Sunday, October 9, 2016

Life and Passion of Jesus Christ

La vie et la passion de Jesus Christ; silent drama short, France, 1903; D: Lucien Nongouet, Ferdinand Zecca, S: Madame Moreau, Monsieur Moreau

A chronology of the life of Jesus Christ, according to the Bible. His birth is announced by an angel to Mary, who flees with Joseph to escape the murder from Herod. As a grown up, Jesus returns to Nazareth and starts preaching his teachings about love and God. He performs miracles, such as walking on water, healing the sick and reviving Lazarus from the dead. He is arrested by the Roman guards and sentenced to death on the cross. However, he is resurrected and appears before his followers.

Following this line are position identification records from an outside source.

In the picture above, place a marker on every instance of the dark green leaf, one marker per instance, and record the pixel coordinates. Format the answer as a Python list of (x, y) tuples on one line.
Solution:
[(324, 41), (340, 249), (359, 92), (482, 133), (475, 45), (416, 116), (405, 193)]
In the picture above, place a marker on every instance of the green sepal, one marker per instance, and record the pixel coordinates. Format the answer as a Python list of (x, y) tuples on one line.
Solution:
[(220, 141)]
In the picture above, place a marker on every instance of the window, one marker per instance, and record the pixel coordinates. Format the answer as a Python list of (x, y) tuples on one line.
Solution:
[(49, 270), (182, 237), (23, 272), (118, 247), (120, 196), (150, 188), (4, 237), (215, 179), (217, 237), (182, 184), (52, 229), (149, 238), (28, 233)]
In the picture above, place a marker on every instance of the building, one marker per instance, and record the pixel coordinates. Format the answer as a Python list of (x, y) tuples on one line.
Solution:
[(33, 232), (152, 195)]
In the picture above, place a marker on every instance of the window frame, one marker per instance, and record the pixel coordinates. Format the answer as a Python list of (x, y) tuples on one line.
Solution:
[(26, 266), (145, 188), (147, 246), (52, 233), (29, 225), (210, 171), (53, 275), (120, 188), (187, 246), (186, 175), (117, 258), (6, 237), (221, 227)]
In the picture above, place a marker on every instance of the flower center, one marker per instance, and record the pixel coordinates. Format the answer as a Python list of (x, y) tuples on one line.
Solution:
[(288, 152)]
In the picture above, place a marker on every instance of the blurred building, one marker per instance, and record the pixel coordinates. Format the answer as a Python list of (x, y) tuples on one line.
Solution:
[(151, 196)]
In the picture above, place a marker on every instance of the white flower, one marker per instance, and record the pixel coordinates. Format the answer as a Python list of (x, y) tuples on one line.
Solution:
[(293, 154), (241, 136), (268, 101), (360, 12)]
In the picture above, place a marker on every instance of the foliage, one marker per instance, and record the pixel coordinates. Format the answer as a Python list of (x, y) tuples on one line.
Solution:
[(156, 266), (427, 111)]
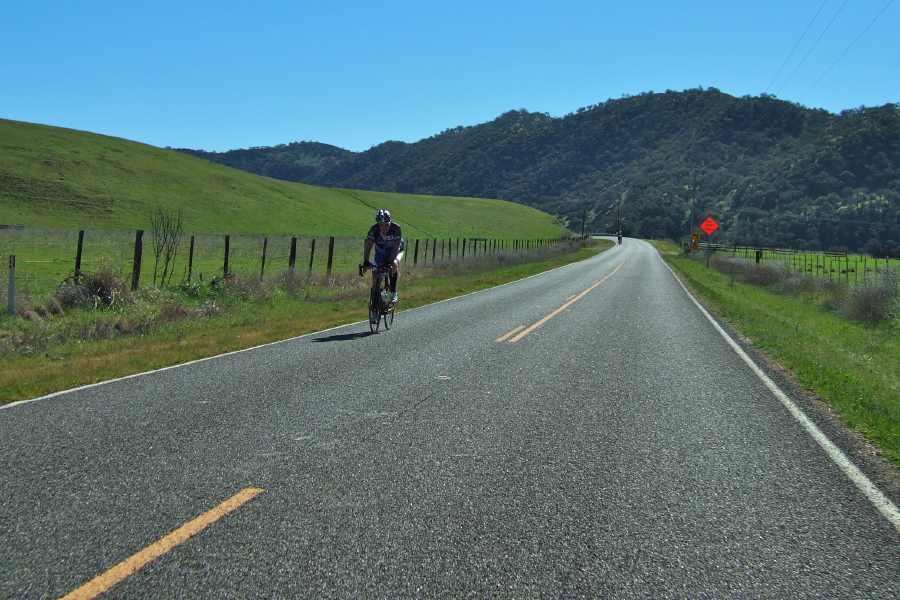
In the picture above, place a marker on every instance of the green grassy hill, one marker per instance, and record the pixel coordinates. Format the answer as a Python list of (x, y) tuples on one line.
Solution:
[(58, 178)]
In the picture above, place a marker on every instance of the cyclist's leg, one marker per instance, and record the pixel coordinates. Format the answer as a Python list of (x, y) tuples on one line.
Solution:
[(395, 273)]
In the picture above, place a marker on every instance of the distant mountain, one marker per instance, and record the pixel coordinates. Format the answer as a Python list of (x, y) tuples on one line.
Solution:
[(770, 172)]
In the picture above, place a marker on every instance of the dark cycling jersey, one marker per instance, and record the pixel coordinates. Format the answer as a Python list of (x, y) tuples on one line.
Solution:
[(385, 242)]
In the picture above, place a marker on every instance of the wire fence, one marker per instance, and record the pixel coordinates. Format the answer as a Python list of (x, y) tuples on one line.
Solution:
[(45, 258), (853, 269)]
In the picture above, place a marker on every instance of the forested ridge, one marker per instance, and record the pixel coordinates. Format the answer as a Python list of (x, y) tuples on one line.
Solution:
[(771, 172)]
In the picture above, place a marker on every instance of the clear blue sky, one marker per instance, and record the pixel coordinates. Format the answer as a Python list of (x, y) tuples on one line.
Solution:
[(223, 75)]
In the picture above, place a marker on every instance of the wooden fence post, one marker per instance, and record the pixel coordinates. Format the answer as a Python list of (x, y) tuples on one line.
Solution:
[(138, 254), (78, 256), (262, 269), (191, 261), (11, 296), (330, 255)]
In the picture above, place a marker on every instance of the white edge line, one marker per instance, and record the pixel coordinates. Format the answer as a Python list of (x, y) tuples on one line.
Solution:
[(199, 360), (881, 502)]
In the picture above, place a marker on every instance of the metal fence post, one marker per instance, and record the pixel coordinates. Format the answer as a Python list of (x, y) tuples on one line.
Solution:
[(11, 298), (225, 267), (78, 256), (138, 253), (330, 256)]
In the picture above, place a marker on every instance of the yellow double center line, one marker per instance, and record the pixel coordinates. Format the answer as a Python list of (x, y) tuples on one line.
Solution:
[(519, 332), (129, 566)]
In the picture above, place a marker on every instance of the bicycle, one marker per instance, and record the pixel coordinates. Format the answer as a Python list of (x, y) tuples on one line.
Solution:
[(379, 299)]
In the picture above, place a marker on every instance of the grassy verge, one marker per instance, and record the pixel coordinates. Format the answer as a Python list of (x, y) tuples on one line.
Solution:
[(155, 329), (853, 366)]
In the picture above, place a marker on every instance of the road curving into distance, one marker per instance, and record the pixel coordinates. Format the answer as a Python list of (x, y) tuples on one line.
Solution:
[(585, 432)]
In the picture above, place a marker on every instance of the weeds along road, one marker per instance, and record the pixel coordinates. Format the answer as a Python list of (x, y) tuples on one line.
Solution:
[(619, 449)]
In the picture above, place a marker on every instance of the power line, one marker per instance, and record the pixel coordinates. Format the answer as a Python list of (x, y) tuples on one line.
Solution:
[(803, 35), (847, 50), (827, 27)]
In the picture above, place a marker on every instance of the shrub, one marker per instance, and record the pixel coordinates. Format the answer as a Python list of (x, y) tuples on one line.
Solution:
[(872, 303), (105, 288)]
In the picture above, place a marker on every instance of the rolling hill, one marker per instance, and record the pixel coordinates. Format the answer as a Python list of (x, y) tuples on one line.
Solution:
[(770, 172), (64, 179)]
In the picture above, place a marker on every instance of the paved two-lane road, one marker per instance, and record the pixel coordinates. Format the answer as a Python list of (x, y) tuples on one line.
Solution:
[(583, 433)]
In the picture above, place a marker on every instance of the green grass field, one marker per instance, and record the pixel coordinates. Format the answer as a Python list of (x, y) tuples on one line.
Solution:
[(54, 178), (853, 269)]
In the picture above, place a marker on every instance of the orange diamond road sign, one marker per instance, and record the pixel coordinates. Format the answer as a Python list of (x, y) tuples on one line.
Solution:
[(709, 226)]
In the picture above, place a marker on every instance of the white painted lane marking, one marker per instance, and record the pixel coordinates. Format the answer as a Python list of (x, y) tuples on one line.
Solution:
[(859, 479)]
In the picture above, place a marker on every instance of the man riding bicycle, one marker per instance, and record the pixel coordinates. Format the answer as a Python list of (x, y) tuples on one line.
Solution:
[(386, 238)]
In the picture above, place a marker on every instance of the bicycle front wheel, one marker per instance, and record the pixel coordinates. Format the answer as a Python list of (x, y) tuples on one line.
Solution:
[(374, 309)]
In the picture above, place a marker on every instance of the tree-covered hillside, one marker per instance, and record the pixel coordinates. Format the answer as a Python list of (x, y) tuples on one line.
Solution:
[(769, 171)]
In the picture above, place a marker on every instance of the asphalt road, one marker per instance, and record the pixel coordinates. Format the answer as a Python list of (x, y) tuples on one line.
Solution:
[(620, 449)]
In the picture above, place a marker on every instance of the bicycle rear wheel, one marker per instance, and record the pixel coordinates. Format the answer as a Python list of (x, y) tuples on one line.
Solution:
[(388, 316), (374, 309), (387, 309)]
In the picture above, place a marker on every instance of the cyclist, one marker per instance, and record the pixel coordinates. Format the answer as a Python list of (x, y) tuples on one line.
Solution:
[(386, 238)]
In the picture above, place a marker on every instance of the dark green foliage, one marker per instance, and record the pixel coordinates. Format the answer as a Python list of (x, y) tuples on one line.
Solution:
[(770, 172)]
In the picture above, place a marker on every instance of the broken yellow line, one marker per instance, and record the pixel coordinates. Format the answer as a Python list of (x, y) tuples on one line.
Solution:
[(129, 566), (519, 332)]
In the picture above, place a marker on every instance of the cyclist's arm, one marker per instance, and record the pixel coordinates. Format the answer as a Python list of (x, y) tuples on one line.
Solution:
[(398, 244)]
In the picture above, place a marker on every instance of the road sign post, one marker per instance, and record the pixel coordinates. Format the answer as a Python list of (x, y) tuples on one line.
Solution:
[(709, 226)]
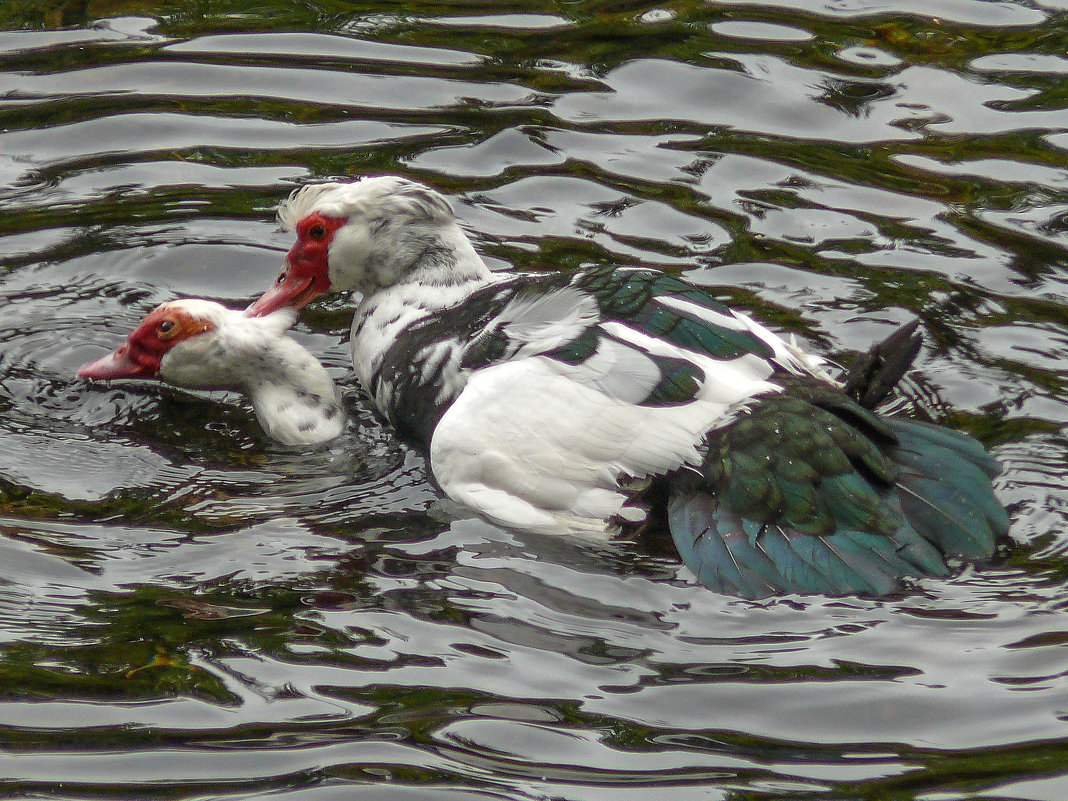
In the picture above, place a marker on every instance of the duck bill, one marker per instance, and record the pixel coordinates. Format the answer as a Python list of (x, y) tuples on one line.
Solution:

One of the first film adaptations of the life of Jesus Christ, "Life and Passion of the Christ" is an early example of cinema and should, congruently, be treated as such: it demonstrated rudimentary filmmaking, in a time when people where still unsure how to approach a film, when no rules were yet written - events are shot in one long, static take in wide angle, with no inter-titles for text-dialogue, and almost no inter-cutting to elaborate a sequence or to allow for close ups, ultimately making several episodes from Christ's life mundane and dry. Still, it has some enthusiastic charm, and some moments involving miracles are aesthetically pleasant or stylistically interesting (such as Jesus's configuration on the hill, achieved through a strong white illumination of his robe, or his ascension in front of his followers, with a stylistic "cloud circle" and yellow "rays" around him), which somewhat helps alleviate the dated feel of the film in the second, better half. As with most films from that time, there are no opening nor closing credits, whereas it was one of the groundbreaking films from that era thanks to its running time of 44 minutes, showing how the audience doesn't have only patience for short films.